«Jaja, das geht wunderbar», verspricht mir mein Taxifahrer in Libreville. Ich habe leichte Zweifel, denn an der Frontscheibe prangen zwei Fähnchen mitten im Sichtfeld.
«Ich bin halt ein Fan, was soll ich machen?», ergänzt er. Ja, gut, dann ist das so. Ich blicke wieder nach vorne auf die Strasse und bestaune Gabuns Flagge.

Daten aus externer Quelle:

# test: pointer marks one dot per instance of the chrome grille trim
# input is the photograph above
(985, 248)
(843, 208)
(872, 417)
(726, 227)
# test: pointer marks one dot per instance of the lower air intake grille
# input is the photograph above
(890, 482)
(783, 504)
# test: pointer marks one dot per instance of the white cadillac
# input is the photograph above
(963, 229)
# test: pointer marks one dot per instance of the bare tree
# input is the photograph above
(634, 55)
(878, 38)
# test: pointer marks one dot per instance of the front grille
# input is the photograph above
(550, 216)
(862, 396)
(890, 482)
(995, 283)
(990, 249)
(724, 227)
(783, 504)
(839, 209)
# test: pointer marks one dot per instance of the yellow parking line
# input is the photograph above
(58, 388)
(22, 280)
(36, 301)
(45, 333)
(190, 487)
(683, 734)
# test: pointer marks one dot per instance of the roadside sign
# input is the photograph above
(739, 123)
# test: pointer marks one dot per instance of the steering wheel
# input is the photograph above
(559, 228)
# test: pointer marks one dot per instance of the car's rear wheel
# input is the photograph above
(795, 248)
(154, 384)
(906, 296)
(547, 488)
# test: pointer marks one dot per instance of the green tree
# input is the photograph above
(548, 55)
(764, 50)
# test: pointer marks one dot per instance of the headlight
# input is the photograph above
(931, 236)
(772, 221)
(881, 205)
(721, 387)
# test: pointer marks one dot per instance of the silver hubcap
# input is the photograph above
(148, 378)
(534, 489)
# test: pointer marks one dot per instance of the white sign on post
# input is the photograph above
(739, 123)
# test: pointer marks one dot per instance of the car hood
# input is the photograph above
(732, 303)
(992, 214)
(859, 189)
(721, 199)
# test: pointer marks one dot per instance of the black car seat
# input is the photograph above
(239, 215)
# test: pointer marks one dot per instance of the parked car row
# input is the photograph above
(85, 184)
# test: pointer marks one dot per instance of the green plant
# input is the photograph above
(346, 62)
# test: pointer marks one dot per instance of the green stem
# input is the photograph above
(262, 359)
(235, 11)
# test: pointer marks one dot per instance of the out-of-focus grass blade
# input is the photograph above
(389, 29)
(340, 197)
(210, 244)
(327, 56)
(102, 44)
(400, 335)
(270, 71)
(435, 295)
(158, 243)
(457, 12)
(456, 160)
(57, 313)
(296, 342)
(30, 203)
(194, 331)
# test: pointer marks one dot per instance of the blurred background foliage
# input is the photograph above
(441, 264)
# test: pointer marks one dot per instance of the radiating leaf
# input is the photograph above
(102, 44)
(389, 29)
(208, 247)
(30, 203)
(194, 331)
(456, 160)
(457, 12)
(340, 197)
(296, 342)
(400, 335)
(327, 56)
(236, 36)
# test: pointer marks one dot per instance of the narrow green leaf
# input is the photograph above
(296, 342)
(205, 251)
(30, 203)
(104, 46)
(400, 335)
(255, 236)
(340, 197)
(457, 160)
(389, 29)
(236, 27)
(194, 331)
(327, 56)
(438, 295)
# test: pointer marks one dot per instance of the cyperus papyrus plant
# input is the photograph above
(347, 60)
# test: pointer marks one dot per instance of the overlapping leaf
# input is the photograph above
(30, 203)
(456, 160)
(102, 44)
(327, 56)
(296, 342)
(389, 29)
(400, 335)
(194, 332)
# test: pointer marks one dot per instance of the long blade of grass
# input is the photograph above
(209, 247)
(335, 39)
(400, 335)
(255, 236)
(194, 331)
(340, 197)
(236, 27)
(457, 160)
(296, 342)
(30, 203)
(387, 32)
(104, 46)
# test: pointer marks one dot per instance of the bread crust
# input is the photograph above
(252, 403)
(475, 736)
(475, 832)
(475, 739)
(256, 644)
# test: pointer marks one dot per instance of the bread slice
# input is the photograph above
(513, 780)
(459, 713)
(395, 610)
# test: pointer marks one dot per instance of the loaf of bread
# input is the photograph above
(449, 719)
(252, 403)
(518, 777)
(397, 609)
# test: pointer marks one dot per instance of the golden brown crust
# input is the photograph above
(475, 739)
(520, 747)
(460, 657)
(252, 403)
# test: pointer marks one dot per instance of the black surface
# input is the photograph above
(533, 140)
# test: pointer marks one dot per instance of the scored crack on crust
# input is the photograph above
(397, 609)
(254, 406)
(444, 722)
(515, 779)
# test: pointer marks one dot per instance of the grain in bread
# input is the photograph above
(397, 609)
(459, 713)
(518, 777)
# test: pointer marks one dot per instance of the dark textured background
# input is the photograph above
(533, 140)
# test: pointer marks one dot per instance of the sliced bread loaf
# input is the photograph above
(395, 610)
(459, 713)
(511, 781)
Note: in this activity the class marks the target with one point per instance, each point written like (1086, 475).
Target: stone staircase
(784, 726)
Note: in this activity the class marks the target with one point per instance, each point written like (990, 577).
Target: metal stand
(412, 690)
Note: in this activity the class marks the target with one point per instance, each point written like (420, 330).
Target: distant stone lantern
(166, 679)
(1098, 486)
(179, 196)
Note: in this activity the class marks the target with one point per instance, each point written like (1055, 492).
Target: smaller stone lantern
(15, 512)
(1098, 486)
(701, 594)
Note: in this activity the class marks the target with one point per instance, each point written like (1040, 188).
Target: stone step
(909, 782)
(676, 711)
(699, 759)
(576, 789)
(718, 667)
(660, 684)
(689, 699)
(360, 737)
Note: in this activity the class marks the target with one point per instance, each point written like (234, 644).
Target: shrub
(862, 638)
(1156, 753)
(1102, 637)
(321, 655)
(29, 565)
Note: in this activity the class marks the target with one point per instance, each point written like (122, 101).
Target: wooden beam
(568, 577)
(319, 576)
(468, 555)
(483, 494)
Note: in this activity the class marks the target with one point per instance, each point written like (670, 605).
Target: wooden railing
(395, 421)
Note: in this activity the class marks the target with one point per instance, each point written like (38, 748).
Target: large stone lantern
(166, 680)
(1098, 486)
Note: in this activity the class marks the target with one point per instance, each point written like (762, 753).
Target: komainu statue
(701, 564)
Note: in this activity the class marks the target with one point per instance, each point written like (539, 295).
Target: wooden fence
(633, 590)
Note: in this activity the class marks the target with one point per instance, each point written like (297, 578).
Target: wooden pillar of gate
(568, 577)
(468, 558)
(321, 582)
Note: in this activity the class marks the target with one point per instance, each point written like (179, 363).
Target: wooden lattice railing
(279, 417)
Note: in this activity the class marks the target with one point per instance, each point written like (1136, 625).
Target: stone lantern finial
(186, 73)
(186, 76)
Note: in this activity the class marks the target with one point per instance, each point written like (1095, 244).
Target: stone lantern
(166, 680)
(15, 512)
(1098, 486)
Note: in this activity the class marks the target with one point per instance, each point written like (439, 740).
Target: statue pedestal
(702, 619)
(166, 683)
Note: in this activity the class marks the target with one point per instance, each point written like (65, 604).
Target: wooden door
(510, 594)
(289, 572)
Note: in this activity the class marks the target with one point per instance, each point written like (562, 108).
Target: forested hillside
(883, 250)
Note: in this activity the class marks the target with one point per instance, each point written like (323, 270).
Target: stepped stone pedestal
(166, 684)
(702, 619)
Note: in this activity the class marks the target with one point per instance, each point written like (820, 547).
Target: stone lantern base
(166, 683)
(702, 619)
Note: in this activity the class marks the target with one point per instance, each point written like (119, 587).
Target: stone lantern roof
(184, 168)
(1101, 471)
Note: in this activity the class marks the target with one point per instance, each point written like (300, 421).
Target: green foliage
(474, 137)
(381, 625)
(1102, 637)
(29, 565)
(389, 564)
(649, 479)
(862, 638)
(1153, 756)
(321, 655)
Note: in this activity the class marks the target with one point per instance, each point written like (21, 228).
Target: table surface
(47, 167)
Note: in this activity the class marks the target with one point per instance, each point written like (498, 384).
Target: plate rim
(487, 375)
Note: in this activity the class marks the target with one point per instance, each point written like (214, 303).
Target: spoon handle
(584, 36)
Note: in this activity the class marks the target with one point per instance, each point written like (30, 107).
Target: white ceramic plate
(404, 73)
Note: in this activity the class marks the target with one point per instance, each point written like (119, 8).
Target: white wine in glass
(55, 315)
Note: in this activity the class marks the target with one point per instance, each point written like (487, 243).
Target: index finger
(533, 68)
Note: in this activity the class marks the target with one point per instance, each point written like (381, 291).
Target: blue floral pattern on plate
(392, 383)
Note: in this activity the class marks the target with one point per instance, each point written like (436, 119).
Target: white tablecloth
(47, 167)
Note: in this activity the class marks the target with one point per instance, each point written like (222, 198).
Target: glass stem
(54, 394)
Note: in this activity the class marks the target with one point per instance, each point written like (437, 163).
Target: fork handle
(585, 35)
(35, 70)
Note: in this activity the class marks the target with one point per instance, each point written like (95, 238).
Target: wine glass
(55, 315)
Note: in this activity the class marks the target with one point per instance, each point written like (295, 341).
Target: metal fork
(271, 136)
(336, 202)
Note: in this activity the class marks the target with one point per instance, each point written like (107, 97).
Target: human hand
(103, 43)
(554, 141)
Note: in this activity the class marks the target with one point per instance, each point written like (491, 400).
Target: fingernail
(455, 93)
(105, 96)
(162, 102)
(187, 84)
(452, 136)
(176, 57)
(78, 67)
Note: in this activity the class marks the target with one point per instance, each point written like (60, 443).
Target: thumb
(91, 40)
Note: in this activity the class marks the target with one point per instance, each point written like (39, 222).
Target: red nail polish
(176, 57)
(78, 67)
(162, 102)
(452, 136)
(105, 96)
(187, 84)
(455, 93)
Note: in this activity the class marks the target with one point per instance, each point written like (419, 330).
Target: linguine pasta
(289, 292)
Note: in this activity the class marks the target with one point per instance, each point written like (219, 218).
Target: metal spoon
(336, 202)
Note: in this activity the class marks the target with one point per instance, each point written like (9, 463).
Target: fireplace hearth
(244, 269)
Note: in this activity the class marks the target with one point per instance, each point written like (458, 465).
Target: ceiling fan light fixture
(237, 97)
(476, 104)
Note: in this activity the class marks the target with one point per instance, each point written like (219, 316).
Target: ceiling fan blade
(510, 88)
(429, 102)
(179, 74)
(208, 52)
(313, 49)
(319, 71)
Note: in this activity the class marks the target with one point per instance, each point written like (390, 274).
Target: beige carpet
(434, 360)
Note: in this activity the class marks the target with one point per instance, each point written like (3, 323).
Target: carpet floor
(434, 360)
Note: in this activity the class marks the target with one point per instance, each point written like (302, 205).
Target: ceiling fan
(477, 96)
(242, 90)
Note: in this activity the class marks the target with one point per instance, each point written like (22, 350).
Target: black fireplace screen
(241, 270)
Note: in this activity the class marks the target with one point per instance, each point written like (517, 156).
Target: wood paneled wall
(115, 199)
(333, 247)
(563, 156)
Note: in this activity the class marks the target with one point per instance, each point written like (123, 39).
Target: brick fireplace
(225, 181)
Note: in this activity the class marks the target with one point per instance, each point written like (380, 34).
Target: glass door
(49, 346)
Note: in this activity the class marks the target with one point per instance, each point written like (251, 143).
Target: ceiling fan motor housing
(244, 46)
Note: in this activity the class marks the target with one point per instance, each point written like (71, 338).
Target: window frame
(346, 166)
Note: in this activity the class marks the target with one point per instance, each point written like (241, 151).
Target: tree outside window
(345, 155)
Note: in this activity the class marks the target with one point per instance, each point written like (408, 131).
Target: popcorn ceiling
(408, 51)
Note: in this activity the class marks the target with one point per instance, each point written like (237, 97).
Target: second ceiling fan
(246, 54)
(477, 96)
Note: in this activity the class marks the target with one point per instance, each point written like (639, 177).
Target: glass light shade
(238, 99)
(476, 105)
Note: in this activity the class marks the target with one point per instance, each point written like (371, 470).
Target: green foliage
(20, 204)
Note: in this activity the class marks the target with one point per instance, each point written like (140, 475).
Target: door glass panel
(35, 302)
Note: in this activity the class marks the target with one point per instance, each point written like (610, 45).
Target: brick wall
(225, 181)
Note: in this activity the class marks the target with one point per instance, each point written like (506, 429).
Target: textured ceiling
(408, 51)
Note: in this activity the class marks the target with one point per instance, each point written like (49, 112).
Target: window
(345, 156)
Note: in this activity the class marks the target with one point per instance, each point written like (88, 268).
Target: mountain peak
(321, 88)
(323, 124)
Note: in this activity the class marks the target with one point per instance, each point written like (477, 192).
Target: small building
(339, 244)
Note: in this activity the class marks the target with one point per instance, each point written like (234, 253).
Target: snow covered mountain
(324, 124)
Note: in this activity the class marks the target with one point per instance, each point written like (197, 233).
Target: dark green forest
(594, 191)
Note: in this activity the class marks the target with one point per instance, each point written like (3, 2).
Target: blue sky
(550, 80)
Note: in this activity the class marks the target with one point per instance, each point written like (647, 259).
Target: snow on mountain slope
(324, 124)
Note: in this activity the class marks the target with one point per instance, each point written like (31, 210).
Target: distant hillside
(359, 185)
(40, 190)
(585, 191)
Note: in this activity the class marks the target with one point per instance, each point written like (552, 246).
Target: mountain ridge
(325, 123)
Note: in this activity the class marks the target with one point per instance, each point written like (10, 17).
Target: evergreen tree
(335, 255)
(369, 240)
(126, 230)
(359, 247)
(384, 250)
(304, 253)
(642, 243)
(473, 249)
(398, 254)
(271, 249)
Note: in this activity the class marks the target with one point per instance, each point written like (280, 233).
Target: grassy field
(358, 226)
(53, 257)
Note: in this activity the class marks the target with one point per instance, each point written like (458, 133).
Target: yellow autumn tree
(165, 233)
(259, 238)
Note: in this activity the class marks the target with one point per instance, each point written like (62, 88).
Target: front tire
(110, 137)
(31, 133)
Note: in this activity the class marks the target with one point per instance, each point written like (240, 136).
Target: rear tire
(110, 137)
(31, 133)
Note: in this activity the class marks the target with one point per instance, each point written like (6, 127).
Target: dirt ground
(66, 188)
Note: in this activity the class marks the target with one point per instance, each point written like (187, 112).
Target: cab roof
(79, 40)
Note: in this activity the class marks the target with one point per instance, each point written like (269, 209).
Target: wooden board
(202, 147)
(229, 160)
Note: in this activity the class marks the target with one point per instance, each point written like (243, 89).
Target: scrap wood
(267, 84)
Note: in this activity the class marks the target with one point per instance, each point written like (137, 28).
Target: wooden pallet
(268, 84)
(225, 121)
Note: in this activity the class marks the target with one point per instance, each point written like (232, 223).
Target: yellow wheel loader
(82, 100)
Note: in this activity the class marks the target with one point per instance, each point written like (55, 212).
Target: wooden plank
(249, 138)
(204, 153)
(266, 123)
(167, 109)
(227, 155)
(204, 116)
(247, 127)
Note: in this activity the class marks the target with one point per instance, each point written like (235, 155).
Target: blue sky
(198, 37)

«Schnall dich an», sagt er dann noch. Er fahre sonst nicht. Ich nehme den ausgeleierten und ein bisschen ausgefransten Gurt und tue, wie mir gesagt. Auch wenn ich genau weiss: Gibt's einen Unfall und es geht nur etwas kaputt, dann wird das dieser Gurt sein.
Ähnliche Situationen erlebe ich praktisch in allen Taxis. Auf das Angurten bestehen die Fahrer, aber sonst scheint der Zustand des Gefährts egal zu sein. Wäre ich Mitarbeiter der Schweizer Motorfahrzeugkontrolle, ich würde vor Schreck 1000 Tode sterben. Kaum ein Gefährt, das nicht einen offensichtlichen Mangel aufweist. Zum Beispiel ein Auto, bei dem an allen Türen der Griff innen und aussen noch dran ist – überhaupt keine Selbstverständlichkeit.
Den Höhepunkt an Autos, die in der Schweiz längst nicht mehr zugelassen wären, erlebe ich auf der ersten längeren Fahrt. «Nach Lambaréné?», fragt mich Luc, als ich an der grossen Strassenkreuzung «PK8» ankomme, von wo die Busse ins vier Stunden entfernte Ort abfahren. Ich nicke, er zeigt auf seinen Fünfplätzer. Sind vier Fahrgäste gefunden, geht's los. Die Frontscheibe ist zwar zersplittert, unten rechts hat sie ein regelrechtes Loch, aber sonst sieht der Wagen mehr oder weniger okay aus.
Das bisschen kaputte Scheibe haut mich längst nicht mehr um. Da habe ich in den letzten Tagen in Gabun schon zu viel anderes erlebt. «15'000 Francs», will Luc für die Fahrt. «7000», kontere ich, «ich weiss, was es kostet.» Zum Glück hatte ich mich in der Unterkunft informiert. Luc lächelt: «10'000, dafür fahr' ich dich bis zum Albert-Schweitzer-Spital.» Ich schüttle den Kopf und laufe davon. Luc lächelt noch immer: «Okay, 7000.»
So geht das ja problemlos. Aber die Preisverhandlungen bei Stadt-Taxis, bis ich da endlich durchblickte. Weil das funktioniert so: Du stehst am Strassenrand, winkst, das Taxi verlangsamt, du schreist durchs Fenster «Stade, 1000», der Fahrer hupt und hält oder fährt weiter. Weil den Preis, den sagt der Kunde. Ist der Taxifahrer einverstanden, hält er, findet er's zu teuer, musst du's beim nächsten versuchen.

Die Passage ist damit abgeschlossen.